Nos três filmes sobre as gerações, o extraordinário ator Kevin Kline está presente. Ao todo, Lawrence Kasdan dirigiu Kevin Kline (até 2018…) em seis filmes. Além dos três das gerações – O Reencontro, este Grand Canyon e Querido Companheiro –, os dois trabalharam juntos em Silverado (1985), Te Amarei Até Te Matar (1990) e Surpresas do Coração (1995).

Silverado é um bom western. Surpresas do Coração é uma deliciosa comedinha romântica. Já Te Amarei Até Te Matar é uma imensa bobagem. É aquela exceção que confirma a regra. É o único filme ruim que Lawrence Kasdan fez na vida.

Anotação em janeiro de 2019 

Grand Canyon – Ansiedade de uma Geração/Grand Canyon

De Lawrence Kasdan, EUA, 1991

Com Kevin Kline (Mack), Mary McDonnell (Claire), Danny Glover (Simon), Steve Martin (Davis), Mary-Louise Parker (Dee), Alfre Woodard (Jane)

e Jeremy Sisto (Roberto, o filho de Mack e Claire), Tina Lifford        (Deborah, a irmã de Simon), Patrick Malone (Otis, o sobrinho de Simon), Randle Mell     (The Alley Baron), Sarah Trigger (Vanessa, a namorada de Davis), Destinee DeWalt (Kelley), Shaun Baker (Rocstar, o líder da gangue)

Argumento e roteiro Lawrence Kasdan & Meg Kasdan

Fotografia Owen Roizman

Música James Newton Howard

Montagem Carol Littleton

Casting Jennifer Shull

No DVD. Produção 20th Century Fox. DVD Fox.

Cor, 134 min (2h14)

R, ****

6 Comentários para “Grand Canyon – Ansiedade de uma Geração / Grand Canyon”

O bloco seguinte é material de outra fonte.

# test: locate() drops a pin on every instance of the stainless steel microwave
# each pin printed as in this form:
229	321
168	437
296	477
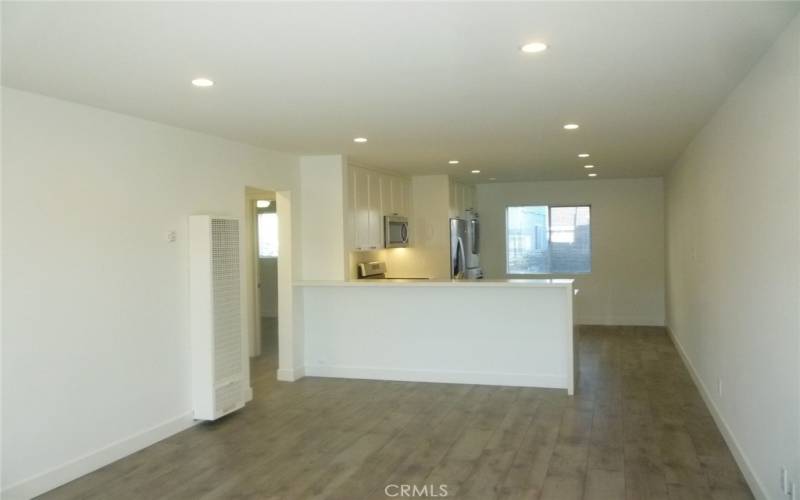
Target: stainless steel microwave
395	231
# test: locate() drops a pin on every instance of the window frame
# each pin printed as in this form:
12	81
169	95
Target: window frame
549	225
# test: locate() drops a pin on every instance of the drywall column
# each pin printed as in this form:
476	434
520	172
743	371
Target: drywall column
430	226
322	195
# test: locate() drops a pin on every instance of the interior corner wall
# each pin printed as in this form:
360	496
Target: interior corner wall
430	227
322	202
96	346
626	284
733	265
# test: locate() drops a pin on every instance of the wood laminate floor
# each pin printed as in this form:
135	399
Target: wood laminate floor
636	429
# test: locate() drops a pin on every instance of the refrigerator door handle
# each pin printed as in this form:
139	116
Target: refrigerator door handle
458	272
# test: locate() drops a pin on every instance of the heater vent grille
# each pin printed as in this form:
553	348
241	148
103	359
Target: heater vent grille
226	298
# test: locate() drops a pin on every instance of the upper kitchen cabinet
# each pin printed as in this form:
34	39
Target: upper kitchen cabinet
462	198
394	195
372	195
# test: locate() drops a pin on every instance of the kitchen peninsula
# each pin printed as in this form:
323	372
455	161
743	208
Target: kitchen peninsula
493	332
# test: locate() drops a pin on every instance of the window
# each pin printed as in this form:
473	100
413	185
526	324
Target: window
267	230
548	240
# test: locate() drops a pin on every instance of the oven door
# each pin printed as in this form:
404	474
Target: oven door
396	232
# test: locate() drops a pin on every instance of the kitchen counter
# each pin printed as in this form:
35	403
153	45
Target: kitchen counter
492	332
536	283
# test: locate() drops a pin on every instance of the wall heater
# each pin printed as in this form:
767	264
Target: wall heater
219	355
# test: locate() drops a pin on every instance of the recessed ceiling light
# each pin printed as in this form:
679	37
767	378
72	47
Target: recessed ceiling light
202	82
533	47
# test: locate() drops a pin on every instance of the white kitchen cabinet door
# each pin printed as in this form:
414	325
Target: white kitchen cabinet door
398	195
469	197
387	184
375	238
361	216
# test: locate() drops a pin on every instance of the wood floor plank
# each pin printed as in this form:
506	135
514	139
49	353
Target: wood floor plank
636	429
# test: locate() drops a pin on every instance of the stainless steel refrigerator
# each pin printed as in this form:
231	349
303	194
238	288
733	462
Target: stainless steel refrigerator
465	259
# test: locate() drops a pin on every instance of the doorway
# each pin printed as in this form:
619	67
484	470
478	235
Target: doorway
262	245
266	218
273	347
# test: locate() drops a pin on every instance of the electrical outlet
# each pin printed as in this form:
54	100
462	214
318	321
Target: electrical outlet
785	485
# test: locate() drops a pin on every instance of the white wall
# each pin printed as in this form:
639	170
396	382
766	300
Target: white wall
268	276
96	358
626	285
733	249
430	229
322	200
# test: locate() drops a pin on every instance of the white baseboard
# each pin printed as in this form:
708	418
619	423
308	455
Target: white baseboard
291	374
440	376
92	461
738	454
619	321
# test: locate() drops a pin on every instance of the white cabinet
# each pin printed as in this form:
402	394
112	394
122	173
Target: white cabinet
360	204
396	196
372	196
375	212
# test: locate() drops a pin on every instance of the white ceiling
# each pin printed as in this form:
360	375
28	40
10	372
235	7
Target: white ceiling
425	82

  1. A Senhorita faça-me o favor de ver “Grand Canyon”!

    Se for preciso, vou até sua casa para emprestar o DVD!

    Um abraço, caríssima!

    Sérgio

  2. De fato, esse filme é espetacular. Eu procurei por ele em todas as lojas on-line, mas não encontrei. Deve estar fora de catálogo. Então, acgeu um site de um colecionador que tinha o filme [não original, claro, mas uma gravação que ele mesmo fez a partir do DVD original]. Arrisquei comprar, e, para minha surpresa, a imagem e o som estavam ótimos. Concordo com você que esse é um filme obrigatório.